I haven't finished the series, so I won't comment on this anymore, but I would appreciate it if anyone could confirm if he was completely wiped out.




> Second of all, even pre EOS Alucard could still come back even after his entire body was destroyed beyond the point of regeneration, he would just reform himself in a cloud of bats or mist that came from nowhere. Of course that version of ALucard could be killed by Superman, he would just have to repeatedly wipe teh floor with him untill he ran out of souls.



Since when did Pre EOS Alucard have any kind of Godly regeneration? If you can find proof that he was completely wiped out, not a trace of him left in existence, not even a single atom then I will believe you.




> EOS Alucard however is omnipresent. His "incorporeal"-whatever you want to call it, self exists everywhere at once. His physical body might only inhabit a single place, but even if that was vaporized down to the last atom, he would still reappear somewhere els, because his omnipresent being exists everywhere.
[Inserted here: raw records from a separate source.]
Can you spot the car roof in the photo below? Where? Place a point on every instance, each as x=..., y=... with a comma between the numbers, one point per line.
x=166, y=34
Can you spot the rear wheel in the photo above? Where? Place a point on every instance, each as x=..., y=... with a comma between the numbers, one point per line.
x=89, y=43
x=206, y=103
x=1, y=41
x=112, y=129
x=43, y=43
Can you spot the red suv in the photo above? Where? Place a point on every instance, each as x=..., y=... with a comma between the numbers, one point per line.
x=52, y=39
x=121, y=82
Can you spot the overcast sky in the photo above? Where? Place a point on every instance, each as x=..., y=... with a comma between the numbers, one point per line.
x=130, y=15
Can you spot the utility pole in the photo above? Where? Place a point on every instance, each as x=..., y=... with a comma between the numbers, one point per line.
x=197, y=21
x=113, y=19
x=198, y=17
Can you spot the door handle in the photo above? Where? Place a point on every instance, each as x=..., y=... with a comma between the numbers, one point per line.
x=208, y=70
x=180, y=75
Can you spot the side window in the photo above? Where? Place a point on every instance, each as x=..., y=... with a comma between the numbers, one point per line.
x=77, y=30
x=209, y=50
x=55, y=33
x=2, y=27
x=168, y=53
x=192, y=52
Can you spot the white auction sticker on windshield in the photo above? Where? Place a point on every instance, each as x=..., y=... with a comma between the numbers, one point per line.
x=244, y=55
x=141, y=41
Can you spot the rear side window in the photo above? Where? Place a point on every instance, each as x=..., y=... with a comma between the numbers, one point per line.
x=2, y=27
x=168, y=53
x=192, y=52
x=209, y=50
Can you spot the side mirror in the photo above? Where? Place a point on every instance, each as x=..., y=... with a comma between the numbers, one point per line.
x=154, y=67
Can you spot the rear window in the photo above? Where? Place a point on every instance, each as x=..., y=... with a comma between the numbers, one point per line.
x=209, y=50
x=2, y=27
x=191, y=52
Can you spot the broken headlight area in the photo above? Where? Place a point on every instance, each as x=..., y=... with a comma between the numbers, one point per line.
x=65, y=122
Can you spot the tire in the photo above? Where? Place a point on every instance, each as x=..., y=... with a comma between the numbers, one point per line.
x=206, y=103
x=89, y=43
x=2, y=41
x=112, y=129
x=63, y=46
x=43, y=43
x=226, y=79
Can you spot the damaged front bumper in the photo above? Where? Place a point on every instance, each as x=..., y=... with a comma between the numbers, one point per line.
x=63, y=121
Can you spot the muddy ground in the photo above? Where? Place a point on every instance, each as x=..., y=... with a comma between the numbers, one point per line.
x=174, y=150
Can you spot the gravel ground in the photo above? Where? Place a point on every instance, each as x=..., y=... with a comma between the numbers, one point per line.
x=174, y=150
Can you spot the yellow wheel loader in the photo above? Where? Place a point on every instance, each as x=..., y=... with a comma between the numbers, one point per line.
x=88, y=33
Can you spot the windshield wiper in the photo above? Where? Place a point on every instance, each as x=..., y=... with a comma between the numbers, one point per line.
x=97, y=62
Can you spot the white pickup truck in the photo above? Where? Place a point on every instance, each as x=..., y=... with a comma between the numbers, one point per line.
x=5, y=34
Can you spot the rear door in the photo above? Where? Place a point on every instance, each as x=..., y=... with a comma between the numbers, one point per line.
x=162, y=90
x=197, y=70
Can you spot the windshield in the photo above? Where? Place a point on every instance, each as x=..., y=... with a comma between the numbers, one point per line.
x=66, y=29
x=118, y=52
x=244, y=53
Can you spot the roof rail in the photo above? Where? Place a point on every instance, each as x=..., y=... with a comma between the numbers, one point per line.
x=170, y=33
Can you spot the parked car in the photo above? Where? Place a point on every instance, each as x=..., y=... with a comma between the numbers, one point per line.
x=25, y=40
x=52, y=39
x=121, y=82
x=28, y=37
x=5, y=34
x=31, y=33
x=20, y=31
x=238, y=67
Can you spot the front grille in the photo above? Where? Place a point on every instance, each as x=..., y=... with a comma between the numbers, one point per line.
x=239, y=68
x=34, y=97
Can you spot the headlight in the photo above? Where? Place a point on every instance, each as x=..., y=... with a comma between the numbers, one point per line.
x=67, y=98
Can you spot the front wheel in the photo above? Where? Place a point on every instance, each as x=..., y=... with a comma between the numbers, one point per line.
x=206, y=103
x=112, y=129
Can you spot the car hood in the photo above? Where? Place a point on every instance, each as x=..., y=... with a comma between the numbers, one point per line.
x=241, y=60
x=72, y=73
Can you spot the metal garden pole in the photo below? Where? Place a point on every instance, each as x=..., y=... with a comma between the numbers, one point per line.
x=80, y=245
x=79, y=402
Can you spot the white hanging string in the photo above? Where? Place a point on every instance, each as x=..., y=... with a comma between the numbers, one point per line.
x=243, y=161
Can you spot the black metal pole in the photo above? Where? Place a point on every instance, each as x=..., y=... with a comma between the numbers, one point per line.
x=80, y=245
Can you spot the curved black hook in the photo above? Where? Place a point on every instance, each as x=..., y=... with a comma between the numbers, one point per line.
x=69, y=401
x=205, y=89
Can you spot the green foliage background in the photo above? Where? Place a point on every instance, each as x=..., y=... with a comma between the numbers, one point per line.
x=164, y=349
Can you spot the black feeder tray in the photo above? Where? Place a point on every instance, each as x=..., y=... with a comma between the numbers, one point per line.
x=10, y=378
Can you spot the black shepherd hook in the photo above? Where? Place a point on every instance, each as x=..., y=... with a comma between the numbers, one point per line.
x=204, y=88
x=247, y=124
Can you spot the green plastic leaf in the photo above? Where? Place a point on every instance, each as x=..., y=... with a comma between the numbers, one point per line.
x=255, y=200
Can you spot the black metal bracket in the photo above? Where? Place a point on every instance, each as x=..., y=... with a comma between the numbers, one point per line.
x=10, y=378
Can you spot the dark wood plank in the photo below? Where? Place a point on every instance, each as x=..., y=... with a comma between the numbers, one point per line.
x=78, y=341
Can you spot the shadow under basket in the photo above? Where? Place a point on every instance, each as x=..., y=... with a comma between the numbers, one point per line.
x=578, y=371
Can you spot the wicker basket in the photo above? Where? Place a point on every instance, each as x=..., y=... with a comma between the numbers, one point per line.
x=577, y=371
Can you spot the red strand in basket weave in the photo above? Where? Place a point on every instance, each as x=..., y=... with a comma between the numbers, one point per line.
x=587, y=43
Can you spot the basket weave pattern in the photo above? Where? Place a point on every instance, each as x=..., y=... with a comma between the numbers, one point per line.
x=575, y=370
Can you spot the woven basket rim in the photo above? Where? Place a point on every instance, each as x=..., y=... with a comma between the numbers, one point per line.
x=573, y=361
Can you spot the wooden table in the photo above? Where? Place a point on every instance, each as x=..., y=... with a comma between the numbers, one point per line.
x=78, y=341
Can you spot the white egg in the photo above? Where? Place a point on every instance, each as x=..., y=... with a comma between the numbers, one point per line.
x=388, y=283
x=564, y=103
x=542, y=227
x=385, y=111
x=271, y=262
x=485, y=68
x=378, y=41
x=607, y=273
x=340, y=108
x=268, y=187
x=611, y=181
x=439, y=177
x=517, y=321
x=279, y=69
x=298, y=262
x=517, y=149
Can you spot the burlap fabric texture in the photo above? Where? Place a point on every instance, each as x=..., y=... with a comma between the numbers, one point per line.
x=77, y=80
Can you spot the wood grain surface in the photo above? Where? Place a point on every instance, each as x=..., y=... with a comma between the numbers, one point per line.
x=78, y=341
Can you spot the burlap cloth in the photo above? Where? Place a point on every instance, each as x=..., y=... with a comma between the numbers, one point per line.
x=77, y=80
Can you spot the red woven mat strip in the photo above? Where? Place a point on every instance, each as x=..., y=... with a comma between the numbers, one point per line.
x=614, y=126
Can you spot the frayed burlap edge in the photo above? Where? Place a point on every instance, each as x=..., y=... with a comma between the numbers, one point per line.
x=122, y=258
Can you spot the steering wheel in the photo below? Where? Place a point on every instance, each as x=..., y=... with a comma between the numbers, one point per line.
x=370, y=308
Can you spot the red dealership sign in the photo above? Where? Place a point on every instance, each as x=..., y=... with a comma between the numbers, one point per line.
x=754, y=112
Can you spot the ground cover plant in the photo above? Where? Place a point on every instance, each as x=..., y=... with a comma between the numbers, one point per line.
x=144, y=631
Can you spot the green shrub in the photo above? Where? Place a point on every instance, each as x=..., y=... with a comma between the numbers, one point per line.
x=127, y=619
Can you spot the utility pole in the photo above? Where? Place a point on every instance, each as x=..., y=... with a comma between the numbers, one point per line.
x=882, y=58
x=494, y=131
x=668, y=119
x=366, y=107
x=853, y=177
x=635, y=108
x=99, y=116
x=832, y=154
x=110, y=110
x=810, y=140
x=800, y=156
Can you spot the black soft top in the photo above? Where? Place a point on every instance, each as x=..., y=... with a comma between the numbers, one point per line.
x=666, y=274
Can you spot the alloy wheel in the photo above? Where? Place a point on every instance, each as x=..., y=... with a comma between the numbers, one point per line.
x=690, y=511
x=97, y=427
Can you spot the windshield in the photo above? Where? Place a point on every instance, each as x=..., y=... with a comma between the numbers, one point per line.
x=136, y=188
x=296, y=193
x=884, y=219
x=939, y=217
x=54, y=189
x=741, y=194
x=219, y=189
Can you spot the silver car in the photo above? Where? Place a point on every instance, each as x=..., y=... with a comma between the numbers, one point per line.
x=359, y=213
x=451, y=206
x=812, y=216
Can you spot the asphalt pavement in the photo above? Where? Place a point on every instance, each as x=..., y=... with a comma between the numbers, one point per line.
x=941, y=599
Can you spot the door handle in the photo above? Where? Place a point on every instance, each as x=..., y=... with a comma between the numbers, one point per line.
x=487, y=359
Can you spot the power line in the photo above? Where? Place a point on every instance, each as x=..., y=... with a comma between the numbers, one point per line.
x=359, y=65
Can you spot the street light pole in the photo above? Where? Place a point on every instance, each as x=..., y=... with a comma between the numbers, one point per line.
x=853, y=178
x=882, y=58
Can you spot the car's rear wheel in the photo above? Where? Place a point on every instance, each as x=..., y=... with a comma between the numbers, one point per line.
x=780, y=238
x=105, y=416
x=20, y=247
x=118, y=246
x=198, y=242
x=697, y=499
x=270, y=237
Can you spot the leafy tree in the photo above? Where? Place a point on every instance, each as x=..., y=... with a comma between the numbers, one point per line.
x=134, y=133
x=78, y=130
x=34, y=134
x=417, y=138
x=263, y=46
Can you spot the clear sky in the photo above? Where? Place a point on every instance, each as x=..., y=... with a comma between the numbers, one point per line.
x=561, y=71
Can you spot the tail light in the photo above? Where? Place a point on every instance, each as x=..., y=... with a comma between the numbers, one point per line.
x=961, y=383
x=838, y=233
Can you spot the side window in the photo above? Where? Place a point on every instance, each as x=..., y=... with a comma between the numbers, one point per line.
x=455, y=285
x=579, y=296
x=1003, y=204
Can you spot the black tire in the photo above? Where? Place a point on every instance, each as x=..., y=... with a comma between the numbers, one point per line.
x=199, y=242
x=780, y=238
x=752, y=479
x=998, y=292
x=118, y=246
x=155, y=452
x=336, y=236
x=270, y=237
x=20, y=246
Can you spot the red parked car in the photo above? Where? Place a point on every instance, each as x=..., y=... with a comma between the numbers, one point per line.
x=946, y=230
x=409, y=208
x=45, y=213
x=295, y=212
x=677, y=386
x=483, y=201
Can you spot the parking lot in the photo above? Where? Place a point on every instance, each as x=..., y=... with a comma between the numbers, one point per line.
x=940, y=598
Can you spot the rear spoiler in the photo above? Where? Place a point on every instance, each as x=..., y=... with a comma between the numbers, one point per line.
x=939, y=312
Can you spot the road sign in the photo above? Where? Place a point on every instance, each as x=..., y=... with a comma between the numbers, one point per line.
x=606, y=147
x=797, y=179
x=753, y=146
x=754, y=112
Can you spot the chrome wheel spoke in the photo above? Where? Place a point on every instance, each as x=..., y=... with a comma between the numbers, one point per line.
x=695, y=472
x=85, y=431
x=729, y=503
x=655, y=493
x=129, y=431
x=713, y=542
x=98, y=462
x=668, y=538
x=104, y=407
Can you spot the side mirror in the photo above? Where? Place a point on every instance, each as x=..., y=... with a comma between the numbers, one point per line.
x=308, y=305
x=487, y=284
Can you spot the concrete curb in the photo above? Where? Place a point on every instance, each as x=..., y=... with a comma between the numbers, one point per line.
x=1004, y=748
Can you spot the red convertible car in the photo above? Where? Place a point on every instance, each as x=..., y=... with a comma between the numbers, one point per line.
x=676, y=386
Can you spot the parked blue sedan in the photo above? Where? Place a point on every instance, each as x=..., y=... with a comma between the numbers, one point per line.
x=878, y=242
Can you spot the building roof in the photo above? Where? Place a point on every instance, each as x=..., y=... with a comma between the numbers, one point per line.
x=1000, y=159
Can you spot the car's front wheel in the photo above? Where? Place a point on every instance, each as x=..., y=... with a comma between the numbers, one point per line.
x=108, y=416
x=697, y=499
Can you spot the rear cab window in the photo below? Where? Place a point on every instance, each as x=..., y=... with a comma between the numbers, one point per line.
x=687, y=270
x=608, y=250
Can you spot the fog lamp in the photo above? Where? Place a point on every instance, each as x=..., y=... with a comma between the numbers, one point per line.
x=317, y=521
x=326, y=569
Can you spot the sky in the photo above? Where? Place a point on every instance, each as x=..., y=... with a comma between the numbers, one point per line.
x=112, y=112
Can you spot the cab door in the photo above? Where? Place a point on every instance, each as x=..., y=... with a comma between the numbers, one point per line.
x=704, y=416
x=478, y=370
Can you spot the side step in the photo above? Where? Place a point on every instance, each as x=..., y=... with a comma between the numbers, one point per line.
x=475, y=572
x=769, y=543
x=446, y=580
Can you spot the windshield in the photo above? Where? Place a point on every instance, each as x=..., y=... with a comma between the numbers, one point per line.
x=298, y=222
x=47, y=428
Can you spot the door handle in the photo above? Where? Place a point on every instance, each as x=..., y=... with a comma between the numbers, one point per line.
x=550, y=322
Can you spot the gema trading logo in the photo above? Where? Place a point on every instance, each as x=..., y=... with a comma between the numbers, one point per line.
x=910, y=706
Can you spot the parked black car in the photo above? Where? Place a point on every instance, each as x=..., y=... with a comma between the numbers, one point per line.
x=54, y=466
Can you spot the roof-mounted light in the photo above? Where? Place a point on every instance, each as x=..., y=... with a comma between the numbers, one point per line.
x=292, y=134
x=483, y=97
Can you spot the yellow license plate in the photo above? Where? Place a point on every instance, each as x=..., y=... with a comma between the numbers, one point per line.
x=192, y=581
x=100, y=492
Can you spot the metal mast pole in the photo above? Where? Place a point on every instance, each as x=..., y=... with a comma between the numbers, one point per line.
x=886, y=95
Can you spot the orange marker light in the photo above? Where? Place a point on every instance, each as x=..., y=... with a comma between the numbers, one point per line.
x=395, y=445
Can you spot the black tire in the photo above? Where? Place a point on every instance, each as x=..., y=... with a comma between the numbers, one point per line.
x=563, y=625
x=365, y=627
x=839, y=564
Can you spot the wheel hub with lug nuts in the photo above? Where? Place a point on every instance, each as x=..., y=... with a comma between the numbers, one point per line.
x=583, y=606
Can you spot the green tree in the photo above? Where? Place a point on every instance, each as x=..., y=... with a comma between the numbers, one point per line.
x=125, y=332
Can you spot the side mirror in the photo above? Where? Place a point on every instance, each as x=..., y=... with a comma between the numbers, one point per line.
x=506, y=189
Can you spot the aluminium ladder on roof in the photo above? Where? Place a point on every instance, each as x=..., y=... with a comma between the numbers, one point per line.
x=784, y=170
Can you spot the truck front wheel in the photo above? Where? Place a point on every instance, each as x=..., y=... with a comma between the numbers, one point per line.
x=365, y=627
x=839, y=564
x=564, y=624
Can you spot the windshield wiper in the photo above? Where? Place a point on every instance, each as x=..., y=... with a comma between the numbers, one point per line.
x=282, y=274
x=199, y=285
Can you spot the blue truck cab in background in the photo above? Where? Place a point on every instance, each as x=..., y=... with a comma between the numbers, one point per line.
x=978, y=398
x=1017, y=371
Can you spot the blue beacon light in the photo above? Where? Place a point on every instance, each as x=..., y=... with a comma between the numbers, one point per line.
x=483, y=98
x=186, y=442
It is called noncorporal and thats not what I am talking about, and yet you still haven't proved it isn't psuedo omnipresence you just keep babbling on about regeneration.


----------



## Gone (Jul 14, 2012)

Xiammes said:


> Since when did Pre EOS Alucard have any kind of Godly regeneration? If you can find proof that he was completely wiped out, not a trace of him left in existence, not even a single atom then I will believe you.



Down to the last atom? No. But after his fight with Anderson what was left of his body dissolved into blood and he reformed later as a cloud of bats. Look your treating this like Cells or Deadpools regeneration, and thats not what Alucard has. His is more magic than organic, as long as he has souls inside of himself to sacrifice, he can always come back.

And again thats pre EOS Alucard, omnipresent Alucard is an entirley different animal.



> It is called noncorporal and thats not what I am talking about, and yet you still haven't proved it isn't psuedo omnipresence you just keep babbling on about regeneration.



First of all dont be a jackass. Dont say Im babbleing when your talking out of your ass having not even gotten to the part of Hellsing where Alucard becomes omnipresent.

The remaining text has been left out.